Considering the website is new and for a business based out of a small town, that seemed like a red flag. Looking into it, I saw some articles suggest that problem could be due to "canonicalization, duplicate content, automatically generated pages, or that it has been hacked."
So here is what I have done so far, and what I've found.
The website is ecommerce, and the robots.txt file was not fully completed to match the other website locations for the same company. As such, some of the dynamic inventory urls for product listings pages was not disallowed. I have already fixed this so the robots file matches the other businesses.
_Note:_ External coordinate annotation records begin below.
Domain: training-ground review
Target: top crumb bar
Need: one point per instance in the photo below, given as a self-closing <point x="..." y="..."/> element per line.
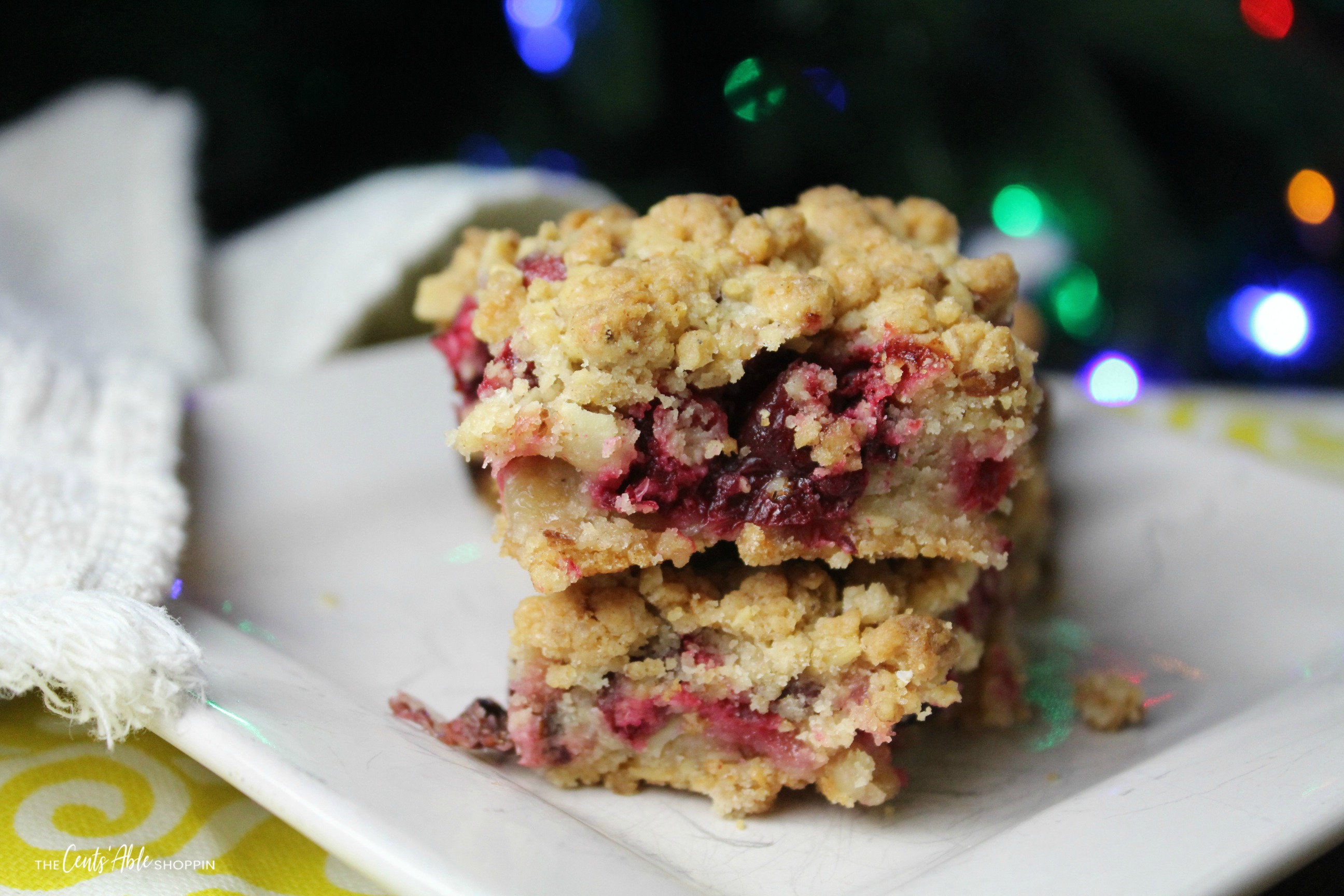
<point x="825" y="381"/>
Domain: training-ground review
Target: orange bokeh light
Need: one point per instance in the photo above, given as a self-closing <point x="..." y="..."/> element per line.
<point x="1311" y="197"/>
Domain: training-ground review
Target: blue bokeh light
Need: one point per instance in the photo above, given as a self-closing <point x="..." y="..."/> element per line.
<point x="543" y="31"/>
<point x="533" y="14"/>
<point x="557" y="160"/>
<point x="483" y="149"/>
<point x="1112" y="379"/>
<point x="545" y="50"/>
<point x="827" y="85"/>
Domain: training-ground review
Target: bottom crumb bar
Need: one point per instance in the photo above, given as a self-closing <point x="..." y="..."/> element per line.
<point x="729" y="681"/>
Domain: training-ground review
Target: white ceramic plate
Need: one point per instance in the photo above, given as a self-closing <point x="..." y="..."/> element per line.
<point x="338" y="556"/>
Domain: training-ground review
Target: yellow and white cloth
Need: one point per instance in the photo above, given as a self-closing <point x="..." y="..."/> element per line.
<point x="142" y="820"/>
<point x="64" y="794"/>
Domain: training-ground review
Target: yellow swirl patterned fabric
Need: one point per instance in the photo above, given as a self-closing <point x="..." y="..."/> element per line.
<point x="143" y="820"/>
<point x="146" y="820"/>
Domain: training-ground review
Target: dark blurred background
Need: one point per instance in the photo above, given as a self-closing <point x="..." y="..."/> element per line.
<point x="1147" y="147"/>
<point x="1155" y="140"/>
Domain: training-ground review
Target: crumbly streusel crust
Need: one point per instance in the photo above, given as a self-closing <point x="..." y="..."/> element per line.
<point x="636" y="363"/>
<point x="729" y="681"/>
<point x="1109" y="702"/>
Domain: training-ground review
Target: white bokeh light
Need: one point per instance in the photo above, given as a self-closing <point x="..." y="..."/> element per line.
<point x="1112" y="379"/>
<point x="534" y="14"/>
<point x="1280" y="324"/>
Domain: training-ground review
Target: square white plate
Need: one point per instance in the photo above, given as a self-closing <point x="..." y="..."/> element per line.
<point x="338" y="555"/>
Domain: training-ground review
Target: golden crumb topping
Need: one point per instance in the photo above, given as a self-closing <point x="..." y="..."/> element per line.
<point x="609" y="310"/>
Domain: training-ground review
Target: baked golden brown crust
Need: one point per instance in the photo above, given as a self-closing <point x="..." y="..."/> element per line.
<point x="736" y="683"/>
<point x="639" y="355"/>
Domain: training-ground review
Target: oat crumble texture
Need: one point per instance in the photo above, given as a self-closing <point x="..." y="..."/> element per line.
<point x="827" y="381"/>
<point x="1109" y="702"/>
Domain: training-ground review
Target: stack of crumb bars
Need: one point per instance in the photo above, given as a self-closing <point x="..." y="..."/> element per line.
<point x="772" y="476"/>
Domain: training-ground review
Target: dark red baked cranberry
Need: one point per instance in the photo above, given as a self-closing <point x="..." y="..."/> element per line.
<point x="482" y="726"/>
<point x="982" y="484"/>
<point x="541" y="267"/>
<point x="986" y="597"/>
<point x="634" y="719"/>
<point x="772" y="483"/>
<point x="503" y="370"/>
<point x="696" y="654"/>
<point x="657" y="479"/>
<point x="467" y="355"/>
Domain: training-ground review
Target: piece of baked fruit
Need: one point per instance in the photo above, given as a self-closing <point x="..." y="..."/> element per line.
<point x="736" y="681"/>
<point x="727" y="681"/>
<point x="828" y="381"/>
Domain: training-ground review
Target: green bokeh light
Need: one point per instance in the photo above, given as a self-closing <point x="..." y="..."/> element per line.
<point x="750" y="93"/>
<point x="1018" y="212"/>
<point x="1077" y="303"/>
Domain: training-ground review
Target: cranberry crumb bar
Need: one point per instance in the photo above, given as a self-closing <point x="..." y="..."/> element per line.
<point x="727" y="681"/>
<point x="828" y="381"/>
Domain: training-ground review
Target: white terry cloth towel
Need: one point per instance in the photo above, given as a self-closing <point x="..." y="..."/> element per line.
<point x="99" y="265"/>
<point x="100" y="333"/>
<point x="289" y="292"/>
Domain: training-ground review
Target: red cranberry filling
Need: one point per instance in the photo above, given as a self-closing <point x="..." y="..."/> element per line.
<point x="503" y="370"/>
<point x="982" y="484"/>
<point x="634" y="719"/>
<point x="986" y="595"/>
<point x="660" y="479"/>
<point x="541" y="267"/>
<point x="732" y="723"/>
<point x="771" y="483"/>
<point x="467" y="355"/>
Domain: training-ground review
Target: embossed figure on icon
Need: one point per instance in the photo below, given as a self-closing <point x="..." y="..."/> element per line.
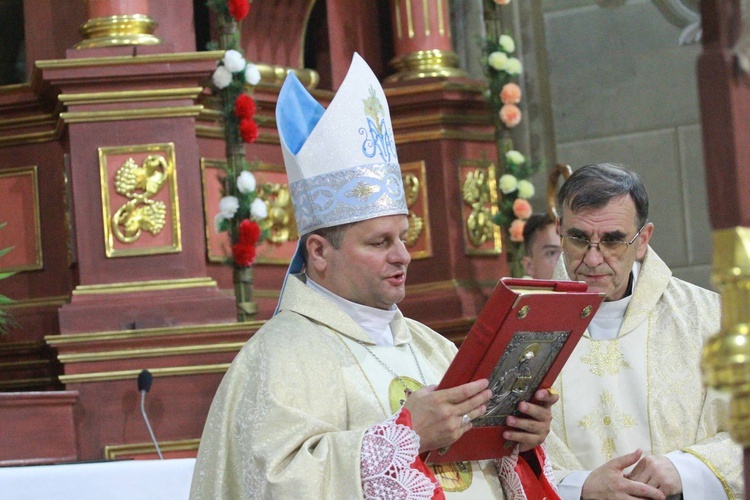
<point x="512" y="385"/>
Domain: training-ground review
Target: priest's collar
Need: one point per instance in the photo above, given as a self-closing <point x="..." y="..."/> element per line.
<point x="375" y="322"/>
<point x="610" y="316"/>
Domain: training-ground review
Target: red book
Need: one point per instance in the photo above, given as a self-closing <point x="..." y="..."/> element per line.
<point x="520" y="342"/>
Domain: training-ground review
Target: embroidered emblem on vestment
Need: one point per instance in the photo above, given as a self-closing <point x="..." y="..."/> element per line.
<point x="605" y="358"/>
<point x="606" y="422"/>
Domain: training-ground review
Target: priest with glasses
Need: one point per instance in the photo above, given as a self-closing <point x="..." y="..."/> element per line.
<point x="634" y="420"/>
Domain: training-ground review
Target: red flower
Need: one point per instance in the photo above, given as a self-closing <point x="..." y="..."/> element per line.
<point x="244" y="106"/>
<point x="249" y="232"/>
<point x="244" y="255"/>
<point x="248" y="130"/>
<point x="239" y="8"/>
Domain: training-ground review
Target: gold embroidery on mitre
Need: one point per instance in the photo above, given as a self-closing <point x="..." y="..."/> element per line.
<point x="605" y="357"/>
<point x="607" y="421"/>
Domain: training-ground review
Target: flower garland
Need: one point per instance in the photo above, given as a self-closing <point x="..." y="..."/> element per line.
<point x="504" y="94"/>
<point x="240" y="208"/>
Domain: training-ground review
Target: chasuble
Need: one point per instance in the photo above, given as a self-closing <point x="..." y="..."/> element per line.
<point x="294" y="426"/>
<point x="643" y="389"/>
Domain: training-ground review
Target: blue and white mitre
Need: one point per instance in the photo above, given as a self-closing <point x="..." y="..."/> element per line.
<point x="341" y="162"/>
I also checked the source code for the inventory pages (the website is through an ecommerce website provider, we did not develop the website ourselves) and saw that they did not have proper redirects on the inventory pages for different url forms. For example:
The website did not have redirects set up to the canonical URL for all inventory pages. I have put in requests for these redirects to be fixed.
So that was a really long preface to my question: Have I fixed the problem? I don't know if there is more I should be checking that explains the 60,000 indexed pages in GSC. I'll find out in a few days when GSC's data catches up with the days that the fixes were published, but I would like to know if there is more I should be doing in the meantime.